AMD Graphics Core Next: Out With VLIW, In With SIMD

The fundamental issue moving forward is that VLIW designs are great for graphics; they are not so great for computing. However AMD has for all intents and purposes bet the company on GPU computing – their Fusion initiative isn’t just about putting a decent GPU right on die with a CPU, but then utilizing the radically different design attributes of a GPU to do the computational work that the CPU struggles at. So a GPU design that is great at graphics and poor at computing work simply isn’t sustainable for AMD’s future.

With AMD Graphics Core Next, VLIW is going away in favor of a non-VLIW SIMD design. In principal the two are similar – run lots of things in parallel – but there’s a world of difference in execution. Whereas VLIW is all about extracting instruction level parallelism (ILP), a non-VLIW SIMD is primarily about thread level parallelism (TLP).

Without getting unnecessarily deep into the differences between VLIW and non-VLIW (we’ll save that for another time), the difference in the architectures is about what VLIW does poorly for GPU computing purposes, and why a non-VLIW SIMD fixes it. The principal issue is that VLIW is hard to schedule ahead of time and there’s no dynamic scheduling during execution, and as a result the bulk of its weaknesses follow from that. As VLIW5 was a good fit for graphics, it was rather easy to efficiently compile and schedule shaders under those circumstances. With compute this isn’t always the case; there’s simply a wider range of things going on and it’s difficult to figure out what instructions will play nicely with each other. Only a handful of tasks such as brute force hashing thrive under this architecture.

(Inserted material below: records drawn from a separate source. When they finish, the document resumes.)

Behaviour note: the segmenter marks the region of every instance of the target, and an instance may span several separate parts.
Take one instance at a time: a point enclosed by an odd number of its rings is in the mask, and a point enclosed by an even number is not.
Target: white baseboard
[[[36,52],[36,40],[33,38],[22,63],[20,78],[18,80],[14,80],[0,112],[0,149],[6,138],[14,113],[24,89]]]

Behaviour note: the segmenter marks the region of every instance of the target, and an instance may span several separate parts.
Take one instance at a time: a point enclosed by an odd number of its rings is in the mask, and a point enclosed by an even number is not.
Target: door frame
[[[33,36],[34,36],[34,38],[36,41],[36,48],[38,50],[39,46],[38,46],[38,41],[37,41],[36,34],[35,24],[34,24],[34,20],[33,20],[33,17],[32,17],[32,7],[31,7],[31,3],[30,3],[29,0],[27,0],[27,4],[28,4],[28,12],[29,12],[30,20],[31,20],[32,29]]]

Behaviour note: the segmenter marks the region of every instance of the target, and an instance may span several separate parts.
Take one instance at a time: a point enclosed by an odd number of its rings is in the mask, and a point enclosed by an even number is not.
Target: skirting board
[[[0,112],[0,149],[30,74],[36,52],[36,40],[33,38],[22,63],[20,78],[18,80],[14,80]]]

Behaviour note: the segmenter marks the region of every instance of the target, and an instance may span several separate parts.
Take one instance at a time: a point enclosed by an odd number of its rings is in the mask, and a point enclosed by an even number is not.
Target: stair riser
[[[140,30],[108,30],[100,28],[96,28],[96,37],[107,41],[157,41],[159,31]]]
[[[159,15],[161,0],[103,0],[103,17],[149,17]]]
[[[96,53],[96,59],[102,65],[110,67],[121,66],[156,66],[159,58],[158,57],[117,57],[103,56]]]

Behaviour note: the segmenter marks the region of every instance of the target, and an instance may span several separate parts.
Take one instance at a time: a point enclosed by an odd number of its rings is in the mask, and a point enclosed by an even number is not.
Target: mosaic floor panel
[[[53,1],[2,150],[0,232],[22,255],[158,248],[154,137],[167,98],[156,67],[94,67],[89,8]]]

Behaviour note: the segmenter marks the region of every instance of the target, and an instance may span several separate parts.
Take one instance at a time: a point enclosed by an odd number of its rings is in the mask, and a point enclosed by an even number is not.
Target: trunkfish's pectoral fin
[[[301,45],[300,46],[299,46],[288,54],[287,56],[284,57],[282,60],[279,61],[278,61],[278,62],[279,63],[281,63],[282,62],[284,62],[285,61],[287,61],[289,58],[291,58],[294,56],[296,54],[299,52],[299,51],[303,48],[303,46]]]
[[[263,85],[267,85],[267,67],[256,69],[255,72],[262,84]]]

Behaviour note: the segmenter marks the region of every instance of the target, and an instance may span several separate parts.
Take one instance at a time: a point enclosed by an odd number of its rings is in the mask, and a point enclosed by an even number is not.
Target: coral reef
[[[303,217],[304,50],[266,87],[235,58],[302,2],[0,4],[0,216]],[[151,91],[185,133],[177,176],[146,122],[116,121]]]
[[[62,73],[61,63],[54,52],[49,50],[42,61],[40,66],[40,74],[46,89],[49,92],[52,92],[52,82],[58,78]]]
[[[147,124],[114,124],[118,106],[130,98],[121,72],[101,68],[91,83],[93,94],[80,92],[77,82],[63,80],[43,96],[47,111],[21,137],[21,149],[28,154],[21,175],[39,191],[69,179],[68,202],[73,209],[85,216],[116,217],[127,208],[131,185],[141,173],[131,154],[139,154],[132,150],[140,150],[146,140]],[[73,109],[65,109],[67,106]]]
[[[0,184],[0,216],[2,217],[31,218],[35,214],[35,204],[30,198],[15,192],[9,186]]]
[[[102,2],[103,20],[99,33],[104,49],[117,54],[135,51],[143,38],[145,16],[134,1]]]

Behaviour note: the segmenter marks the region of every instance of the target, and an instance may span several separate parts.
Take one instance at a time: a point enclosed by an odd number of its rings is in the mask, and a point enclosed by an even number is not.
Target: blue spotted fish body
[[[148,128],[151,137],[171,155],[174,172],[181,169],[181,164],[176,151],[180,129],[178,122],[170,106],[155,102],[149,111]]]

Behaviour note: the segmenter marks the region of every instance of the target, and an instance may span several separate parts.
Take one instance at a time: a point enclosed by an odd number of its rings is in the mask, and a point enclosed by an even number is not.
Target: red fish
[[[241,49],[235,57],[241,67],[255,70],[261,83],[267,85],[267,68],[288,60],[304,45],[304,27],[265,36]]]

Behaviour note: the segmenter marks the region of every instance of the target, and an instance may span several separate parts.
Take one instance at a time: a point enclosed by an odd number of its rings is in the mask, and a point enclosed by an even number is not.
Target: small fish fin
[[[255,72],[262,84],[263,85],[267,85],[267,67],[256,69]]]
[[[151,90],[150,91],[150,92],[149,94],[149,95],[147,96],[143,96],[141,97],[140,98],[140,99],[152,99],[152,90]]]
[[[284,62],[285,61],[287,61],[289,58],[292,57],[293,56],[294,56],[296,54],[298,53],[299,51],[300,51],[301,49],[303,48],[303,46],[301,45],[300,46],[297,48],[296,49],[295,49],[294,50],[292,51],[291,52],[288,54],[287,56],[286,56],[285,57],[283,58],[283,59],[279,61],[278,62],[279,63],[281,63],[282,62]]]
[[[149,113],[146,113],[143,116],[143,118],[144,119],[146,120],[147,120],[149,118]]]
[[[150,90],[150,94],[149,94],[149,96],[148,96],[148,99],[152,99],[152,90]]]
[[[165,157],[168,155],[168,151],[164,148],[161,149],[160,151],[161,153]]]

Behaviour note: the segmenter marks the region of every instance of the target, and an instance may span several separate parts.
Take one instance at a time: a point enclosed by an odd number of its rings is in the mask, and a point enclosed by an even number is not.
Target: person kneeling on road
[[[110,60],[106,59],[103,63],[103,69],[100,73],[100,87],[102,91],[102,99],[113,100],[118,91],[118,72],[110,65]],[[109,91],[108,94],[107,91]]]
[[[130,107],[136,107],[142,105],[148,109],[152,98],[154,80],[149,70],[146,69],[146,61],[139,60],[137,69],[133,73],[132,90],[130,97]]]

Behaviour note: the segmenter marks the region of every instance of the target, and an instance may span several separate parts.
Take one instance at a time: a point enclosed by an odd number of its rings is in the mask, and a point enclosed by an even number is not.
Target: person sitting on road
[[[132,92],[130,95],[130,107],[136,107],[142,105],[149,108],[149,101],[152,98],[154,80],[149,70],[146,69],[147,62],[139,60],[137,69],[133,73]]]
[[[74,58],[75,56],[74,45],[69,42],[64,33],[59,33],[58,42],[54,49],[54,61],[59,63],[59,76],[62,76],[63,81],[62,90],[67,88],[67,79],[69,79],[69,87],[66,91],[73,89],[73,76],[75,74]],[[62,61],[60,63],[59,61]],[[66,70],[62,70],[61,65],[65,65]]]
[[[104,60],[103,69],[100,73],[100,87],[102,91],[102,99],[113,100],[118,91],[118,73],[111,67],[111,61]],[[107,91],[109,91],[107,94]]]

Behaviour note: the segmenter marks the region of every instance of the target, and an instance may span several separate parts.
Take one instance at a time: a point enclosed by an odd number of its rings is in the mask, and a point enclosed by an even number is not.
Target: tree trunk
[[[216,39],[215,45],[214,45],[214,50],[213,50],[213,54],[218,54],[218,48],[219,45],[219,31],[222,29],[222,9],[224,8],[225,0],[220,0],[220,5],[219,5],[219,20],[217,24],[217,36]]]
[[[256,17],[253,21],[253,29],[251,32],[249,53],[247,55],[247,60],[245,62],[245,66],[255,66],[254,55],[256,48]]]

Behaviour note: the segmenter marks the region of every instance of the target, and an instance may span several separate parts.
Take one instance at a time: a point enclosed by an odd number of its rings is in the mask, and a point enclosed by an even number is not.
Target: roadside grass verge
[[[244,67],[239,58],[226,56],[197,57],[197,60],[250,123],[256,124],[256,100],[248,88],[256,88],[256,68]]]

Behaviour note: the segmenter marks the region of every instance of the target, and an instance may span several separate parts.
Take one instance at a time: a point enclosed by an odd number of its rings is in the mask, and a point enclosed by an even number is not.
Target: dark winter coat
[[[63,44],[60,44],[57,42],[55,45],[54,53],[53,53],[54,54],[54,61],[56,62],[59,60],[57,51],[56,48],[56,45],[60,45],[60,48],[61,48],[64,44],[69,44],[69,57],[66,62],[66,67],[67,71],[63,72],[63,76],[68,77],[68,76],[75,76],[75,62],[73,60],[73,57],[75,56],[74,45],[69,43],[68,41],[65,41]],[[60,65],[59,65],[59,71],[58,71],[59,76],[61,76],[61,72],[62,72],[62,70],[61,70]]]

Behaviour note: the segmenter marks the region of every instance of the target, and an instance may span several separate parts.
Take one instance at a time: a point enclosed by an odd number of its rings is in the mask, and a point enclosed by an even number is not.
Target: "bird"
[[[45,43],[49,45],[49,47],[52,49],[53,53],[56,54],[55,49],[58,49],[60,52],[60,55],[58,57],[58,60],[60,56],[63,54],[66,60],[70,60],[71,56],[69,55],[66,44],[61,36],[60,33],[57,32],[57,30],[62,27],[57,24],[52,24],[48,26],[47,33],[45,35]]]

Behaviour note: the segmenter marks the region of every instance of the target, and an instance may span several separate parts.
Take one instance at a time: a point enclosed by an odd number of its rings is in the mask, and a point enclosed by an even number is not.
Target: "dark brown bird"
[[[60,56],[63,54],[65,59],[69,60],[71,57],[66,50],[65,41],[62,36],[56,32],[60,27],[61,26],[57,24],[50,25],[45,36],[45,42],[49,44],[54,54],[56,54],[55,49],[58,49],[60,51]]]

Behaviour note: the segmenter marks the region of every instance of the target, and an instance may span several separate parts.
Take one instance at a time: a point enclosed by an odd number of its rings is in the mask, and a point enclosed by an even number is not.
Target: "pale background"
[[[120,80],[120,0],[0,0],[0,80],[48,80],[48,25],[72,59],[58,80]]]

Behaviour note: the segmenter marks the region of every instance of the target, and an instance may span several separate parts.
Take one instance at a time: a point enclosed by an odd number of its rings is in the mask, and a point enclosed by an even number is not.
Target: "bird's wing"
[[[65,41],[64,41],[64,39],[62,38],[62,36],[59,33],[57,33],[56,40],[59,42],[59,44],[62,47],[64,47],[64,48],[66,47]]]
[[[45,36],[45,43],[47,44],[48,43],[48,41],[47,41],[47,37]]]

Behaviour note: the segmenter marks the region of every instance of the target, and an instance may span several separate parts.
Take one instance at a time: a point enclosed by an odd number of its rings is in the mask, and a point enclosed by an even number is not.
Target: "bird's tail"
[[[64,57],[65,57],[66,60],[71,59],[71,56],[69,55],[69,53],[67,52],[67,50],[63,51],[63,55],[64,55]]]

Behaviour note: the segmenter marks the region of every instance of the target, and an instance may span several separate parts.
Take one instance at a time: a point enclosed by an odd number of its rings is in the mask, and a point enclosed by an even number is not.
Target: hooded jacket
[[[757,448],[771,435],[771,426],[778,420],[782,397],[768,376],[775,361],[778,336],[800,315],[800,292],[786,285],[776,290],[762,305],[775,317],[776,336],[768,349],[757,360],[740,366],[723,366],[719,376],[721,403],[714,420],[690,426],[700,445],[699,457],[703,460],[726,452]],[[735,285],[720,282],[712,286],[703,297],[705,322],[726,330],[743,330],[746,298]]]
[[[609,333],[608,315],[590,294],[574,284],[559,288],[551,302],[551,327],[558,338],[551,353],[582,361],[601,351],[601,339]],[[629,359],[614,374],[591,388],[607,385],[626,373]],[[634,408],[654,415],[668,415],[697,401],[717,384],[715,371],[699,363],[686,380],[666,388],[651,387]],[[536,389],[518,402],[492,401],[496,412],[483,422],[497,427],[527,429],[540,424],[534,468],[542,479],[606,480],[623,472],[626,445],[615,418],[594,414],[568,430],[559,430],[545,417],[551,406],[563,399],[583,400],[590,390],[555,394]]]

Furthermore as VLIW lives and dies by the compiler, which means not only must the compiler be good, but that every compiler is good. This is an issue when it comes to expanding language support, as even with abstraction through intermediate languages you can still run into issues, including issues with a compiler producing intermediate code that the shader compiler can’t handle well.

Finally, the complexity of a VLIW instruction set also rears its head when it comes to optimizing and hand-tuning a program. Again this isn’t normally a problem for graphics, but it is for compute. The complex nature of VLIW makes it harder to disassemble and to debug, and in turn difficult to predict performance and to find and fix performance critical sections of the code. Ideally a coder should never have to work in assembly, but for HPC and other uses there is a good deal of performance to be gained by doing so and optimizing down to the single instruction.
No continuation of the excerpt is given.